The Millennium Camera sits on a stilt in Tumamoc Hill. Photo: Chris Richards/University Communications
Philosopher Jonathan Keats of the Arizona College of Fine Arts and a team at the Desert Laboratory are developing the "Millennium Camera" project to take the world's slowest photo, New Atlas reported on January 10. They placed the camera on top of Tumamoc Hill in Tucson, Arizona, to capture the surrounding landscape with a record-long exposure time of up to 1,000 years.
Designing a camera that will last 1,000 years is no easy task. According to Keats, simplicity is the key to longevity. The Millennium Camera is a classic pinhole camera design. It consists of a brass cylinder with a thin 24-karat gold plate at one end, with a small hole punched in it. Light passes through the hole and hits a light-sensitive surface inside the camera, which is coated with thin layers of an oil-based pigment called rose madder.
The Millennium Camera is mounted on a steel pole, located near a bench along a walking path on Tumamoc Hill. Next to it is a sign explaining the project's purpose.

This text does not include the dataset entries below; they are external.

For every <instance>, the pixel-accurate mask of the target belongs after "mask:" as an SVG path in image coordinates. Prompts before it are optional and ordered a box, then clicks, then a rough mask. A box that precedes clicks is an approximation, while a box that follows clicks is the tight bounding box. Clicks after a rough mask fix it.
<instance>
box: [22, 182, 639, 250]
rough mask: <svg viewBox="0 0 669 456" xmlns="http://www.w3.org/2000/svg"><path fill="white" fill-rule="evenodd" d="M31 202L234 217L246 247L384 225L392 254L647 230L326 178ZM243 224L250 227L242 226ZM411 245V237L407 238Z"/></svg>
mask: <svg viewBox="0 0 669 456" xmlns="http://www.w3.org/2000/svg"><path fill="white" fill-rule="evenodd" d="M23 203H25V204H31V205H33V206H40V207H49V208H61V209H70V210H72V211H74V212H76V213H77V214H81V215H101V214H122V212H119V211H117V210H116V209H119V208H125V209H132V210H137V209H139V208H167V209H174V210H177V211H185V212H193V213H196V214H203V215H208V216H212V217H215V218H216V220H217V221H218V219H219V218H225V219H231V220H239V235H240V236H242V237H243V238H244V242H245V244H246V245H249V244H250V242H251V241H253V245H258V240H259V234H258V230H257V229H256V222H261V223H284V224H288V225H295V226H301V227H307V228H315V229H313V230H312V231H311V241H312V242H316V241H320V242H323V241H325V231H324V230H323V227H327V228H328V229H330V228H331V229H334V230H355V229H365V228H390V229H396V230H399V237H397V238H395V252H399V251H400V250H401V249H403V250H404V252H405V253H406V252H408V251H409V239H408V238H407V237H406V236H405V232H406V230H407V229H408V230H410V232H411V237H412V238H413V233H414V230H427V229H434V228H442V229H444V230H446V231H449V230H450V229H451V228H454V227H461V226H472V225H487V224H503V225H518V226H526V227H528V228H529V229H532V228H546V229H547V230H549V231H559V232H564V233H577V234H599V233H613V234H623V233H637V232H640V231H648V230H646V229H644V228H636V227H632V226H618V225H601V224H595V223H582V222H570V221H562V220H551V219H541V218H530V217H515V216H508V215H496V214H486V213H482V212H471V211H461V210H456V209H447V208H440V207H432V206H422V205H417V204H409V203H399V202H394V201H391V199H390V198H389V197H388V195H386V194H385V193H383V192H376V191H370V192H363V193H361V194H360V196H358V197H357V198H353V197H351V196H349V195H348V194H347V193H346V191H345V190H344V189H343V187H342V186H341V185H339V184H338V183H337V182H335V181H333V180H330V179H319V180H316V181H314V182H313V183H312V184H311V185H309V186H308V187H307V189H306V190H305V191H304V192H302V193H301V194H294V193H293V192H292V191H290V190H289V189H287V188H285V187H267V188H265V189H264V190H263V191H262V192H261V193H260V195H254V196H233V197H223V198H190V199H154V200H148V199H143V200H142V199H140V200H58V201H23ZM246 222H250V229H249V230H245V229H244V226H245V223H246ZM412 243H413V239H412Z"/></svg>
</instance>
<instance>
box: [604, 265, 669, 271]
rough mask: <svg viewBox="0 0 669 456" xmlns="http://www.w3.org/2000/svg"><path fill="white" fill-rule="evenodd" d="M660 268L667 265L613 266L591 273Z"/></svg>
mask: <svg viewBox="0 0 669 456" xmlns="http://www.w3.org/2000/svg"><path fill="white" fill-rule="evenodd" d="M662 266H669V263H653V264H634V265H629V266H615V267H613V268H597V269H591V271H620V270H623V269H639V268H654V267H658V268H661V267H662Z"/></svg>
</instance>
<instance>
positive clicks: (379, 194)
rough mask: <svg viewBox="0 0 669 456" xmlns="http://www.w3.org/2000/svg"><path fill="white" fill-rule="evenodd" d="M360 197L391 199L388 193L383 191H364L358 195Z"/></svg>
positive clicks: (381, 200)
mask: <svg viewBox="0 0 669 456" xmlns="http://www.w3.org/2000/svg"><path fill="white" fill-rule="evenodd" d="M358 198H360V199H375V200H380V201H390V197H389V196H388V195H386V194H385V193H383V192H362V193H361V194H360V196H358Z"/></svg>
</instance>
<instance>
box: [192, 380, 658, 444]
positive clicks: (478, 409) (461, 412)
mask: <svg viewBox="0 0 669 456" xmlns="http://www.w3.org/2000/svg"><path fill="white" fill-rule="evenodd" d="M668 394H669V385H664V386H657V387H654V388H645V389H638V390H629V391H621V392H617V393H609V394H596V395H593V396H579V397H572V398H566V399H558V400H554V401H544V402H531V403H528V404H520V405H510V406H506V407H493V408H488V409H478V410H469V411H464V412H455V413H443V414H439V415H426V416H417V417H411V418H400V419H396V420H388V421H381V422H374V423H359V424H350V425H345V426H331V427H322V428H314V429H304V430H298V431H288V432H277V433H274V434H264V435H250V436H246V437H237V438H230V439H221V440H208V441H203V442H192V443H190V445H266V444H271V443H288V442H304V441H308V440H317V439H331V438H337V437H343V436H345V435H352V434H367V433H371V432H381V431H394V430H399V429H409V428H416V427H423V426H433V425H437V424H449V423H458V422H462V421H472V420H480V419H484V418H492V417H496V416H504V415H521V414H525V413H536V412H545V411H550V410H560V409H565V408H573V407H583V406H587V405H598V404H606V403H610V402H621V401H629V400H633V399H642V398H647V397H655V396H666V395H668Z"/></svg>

Over the course of 1,000 years, light reflected from the landscape will gradually impact the light-sensitive surface inside the camera. Controlled exposures will slowly fade the pigment at different rates. Darker areas, such as hills, will fade more slowly than brighter areas, such as the sky. When people in the future view the image, it will be a unique record of what has changed and what has stayed the same over this time period.
So what would the image look like? “Let’s say all the houses were demolished in 500 years. The mountains would be clear, crisp and rich, and the houses would be ghostly,” Keats says.
Keats plans to install more Millennium Cameras in the area, facing different directions. He also plans to install them in other places around the world, including Griffith Park in Los Angeles, USA, locations in China and the Austrian Alps.